Sunday, August 17, 2014

Will keeping your child's baby teeth save their life one day?

When Kyran Bracken’s six-year-old son, Charlie, loses his first milk tooth, the tooth fairy won’t be getting a look in. Instead, the moment it comes out the tooth will be packaged up and sent to a lab in Cheshire for use in a future health emergency.
‘None of us knows what is round the corner medically for our children, but as a parent, I want to do the best I can to protect their health,’ explains Kyran.

Stem cells are already being used to treat leukaemia and other types of cancers and blood disorders. The hope is they will soon help treat nerve damage, repair cartilage and even cardiac tissue following heart attacks.

The cutting-edge discovery about tooth stem cells was made by chance in 2003 by Dr Songtao Shi, an American stem cell scientist and former paediatric dentist.

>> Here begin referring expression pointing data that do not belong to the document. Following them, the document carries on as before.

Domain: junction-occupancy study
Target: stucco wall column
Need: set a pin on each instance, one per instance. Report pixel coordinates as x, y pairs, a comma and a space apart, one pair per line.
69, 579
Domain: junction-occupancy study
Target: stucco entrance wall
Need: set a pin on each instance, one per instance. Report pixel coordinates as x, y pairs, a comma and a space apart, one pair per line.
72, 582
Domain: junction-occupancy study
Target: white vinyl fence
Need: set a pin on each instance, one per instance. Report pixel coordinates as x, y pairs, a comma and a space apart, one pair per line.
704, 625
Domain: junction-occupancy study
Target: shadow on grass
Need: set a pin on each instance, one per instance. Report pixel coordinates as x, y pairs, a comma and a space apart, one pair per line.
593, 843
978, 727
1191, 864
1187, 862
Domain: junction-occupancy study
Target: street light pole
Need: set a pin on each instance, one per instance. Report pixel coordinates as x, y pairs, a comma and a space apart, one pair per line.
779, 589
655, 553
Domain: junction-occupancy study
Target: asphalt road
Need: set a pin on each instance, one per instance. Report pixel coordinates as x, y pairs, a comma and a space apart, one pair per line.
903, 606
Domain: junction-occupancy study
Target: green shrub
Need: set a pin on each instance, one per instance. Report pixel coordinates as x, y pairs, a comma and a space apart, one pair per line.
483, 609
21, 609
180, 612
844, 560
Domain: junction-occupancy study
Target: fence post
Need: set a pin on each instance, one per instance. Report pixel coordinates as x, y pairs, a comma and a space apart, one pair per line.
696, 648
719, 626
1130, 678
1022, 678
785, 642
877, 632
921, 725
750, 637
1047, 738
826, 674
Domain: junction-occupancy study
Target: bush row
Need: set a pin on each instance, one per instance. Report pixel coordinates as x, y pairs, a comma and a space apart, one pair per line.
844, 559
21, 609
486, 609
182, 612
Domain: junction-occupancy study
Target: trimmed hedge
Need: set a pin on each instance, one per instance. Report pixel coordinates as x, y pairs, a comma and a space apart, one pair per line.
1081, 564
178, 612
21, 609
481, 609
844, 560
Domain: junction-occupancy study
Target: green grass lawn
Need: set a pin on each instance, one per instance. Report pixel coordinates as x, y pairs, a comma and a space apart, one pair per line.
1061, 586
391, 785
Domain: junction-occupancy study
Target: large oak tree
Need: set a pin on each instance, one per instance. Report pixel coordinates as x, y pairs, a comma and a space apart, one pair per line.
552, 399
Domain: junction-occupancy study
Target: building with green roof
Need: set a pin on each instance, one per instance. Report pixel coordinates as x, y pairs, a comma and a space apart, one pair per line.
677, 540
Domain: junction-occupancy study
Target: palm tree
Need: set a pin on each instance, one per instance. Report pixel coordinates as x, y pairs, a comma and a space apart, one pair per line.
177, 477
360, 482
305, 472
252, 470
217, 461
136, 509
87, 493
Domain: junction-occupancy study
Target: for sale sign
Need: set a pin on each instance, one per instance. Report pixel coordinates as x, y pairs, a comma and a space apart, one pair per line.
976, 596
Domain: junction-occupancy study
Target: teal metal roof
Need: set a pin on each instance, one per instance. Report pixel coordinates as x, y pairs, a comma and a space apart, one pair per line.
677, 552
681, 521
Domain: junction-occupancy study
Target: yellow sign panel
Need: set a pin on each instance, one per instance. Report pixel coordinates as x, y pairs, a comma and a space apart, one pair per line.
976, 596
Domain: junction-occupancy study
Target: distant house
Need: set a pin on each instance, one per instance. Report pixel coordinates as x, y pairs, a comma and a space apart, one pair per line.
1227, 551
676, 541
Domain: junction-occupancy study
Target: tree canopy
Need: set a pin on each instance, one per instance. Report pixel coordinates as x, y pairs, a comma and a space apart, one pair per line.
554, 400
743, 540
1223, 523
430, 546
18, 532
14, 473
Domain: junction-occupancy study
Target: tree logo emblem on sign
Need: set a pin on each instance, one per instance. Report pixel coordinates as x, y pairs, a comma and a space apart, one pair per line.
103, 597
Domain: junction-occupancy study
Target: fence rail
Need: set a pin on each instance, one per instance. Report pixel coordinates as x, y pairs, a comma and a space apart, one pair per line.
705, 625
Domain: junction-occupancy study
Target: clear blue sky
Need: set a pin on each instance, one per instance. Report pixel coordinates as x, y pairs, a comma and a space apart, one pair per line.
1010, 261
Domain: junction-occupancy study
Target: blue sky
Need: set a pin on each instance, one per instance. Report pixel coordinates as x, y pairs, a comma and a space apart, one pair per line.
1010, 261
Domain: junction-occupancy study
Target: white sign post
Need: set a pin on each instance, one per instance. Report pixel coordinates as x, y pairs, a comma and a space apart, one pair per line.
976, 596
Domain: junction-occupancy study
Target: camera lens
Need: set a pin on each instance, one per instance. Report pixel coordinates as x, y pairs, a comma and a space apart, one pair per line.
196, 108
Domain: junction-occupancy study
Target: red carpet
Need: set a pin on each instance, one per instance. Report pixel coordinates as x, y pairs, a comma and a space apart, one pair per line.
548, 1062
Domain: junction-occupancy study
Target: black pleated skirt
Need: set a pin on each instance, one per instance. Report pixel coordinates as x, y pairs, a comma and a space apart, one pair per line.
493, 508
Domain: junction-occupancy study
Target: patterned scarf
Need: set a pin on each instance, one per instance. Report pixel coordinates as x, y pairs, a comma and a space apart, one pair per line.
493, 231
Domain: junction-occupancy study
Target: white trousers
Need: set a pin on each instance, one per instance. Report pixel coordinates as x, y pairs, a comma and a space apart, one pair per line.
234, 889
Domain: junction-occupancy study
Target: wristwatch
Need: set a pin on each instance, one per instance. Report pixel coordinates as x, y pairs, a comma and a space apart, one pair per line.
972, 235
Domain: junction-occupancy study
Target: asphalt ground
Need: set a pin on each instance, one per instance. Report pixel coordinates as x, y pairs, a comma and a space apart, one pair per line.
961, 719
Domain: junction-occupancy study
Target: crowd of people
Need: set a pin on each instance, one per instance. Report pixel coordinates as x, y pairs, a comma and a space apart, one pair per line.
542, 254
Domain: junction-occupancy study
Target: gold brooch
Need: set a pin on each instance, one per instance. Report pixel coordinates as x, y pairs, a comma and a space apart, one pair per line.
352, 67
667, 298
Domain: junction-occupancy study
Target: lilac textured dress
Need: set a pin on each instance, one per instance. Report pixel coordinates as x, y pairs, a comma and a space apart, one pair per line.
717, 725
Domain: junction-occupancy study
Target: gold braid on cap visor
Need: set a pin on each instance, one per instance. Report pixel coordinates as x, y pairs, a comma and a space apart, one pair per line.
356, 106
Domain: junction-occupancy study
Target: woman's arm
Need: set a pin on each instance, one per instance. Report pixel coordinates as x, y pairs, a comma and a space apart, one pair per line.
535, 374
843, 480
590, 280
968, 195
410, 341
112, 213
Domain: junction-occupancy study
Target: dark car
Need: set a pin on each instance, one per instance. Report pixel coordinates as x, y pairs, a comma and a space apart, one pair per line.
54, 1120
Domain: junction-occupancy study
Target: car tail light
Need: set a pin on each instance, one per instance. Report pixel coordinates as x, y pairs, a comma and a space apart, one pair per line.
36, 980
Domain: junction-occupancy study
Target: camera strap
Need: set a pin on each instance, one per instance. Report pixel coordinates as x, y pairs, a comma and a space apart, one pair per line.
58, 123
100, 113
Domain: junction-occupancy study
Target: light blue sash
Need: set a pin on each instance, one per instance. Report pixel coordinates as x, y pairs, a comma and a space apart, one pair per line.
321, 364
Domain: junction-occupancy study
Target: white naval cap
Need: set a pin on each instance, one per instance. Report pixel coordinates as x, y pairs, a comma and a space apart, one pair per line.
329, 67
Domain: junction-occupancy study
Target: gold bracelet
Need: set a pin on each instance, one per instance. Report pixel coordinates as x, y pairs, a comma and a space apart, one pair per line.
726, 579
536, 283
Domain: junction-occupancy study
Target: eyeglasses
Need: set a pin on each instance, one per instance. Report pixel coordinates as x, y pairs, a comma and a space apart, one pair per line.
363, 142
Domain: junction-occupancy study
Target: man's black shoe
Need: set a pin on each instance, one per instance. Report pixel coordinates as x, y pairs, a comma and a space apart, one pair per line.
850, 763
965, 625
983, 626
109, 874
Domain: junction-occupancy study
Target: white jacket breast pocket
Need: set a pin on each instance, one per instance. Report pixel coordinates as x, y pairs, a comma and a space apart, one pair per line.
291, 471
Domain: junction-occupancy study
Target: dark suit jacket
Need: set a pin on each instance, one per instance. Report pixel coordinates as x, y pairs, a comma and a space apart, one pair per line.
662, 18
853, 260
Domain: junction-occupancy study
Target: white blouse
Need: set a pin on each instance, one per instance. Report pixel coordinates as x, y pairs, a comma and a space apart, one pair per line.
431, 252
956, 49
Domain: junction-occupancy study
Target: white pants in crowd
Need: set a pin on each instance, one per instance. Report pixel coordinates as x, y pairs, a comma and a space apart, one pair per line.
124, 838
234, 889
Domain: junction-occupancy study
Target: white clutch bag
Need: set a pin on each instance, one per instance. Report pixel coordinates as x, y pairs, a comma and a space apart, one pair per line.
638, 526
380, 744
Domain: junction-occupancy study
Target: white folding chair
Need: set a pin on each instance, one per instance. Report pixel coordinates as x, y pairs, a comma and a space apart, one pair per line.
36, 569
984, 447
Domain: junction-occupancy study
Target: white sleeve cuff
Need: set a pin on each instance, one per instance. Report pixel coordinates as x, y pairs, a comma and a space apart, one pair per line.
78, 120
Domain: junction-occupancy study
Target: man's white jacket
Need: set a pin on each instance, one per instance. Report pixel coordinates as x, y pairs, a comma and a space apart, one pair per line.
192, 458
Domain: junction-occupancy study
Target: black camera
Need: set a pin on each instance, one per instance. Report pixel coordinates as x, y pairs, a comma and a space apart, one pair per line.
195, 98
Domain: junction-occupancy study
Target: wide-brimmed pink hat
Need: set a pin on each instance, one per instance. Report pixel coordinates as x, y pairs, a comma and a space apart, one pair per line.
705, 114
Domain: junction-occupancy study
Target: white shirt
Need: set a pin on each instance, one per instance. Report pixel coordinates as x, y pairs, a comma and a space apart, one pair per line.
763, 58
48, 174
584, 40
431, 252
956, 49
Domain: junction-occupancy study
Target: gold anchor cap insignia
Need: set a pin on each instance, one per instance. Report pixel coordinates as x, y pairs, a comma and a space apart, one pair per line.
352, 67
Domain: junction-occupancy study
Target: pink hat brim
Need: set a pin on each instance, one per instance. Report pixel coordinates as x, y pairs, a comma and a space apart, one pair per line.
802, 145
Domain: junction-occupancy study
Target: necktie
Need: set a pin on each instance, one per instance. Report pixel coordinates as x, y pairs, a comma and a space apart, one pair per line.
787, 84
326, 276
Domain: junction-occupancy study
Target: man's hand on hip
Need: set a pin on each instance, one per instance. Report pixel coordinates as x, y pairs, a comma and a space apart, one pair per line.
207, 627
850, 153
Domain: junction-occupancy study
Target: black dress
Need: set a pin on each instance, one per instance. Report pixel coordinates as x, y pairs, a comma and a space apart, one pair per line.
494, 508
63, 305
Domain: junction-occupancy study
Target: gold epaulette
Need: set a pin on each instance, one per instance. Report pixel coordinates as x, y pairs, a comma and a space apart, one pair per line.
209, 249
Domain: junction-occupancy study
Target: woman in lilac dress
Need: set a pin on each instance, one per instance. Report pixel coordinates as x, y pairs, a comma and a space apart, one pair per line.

His six-year-old daughter decided she wanted him, rather than her mother, to pull out a wobbly tooth. When he glanced at the tooth, he noticed that the pulp - the soft tissue inside it - was still living.

As well as forming new bone cells, the stem cells were also manipulated to form nerve and blood cells.

One advantage of this new source is that extracting the stem cells is painless, because children naturally start losing their milk teeth around six or seven. Another advantage is there’s more than one opportunity to harvest baby teeth stem cells: if one tooth doesn’t yield a good supply, the next one hopefully will.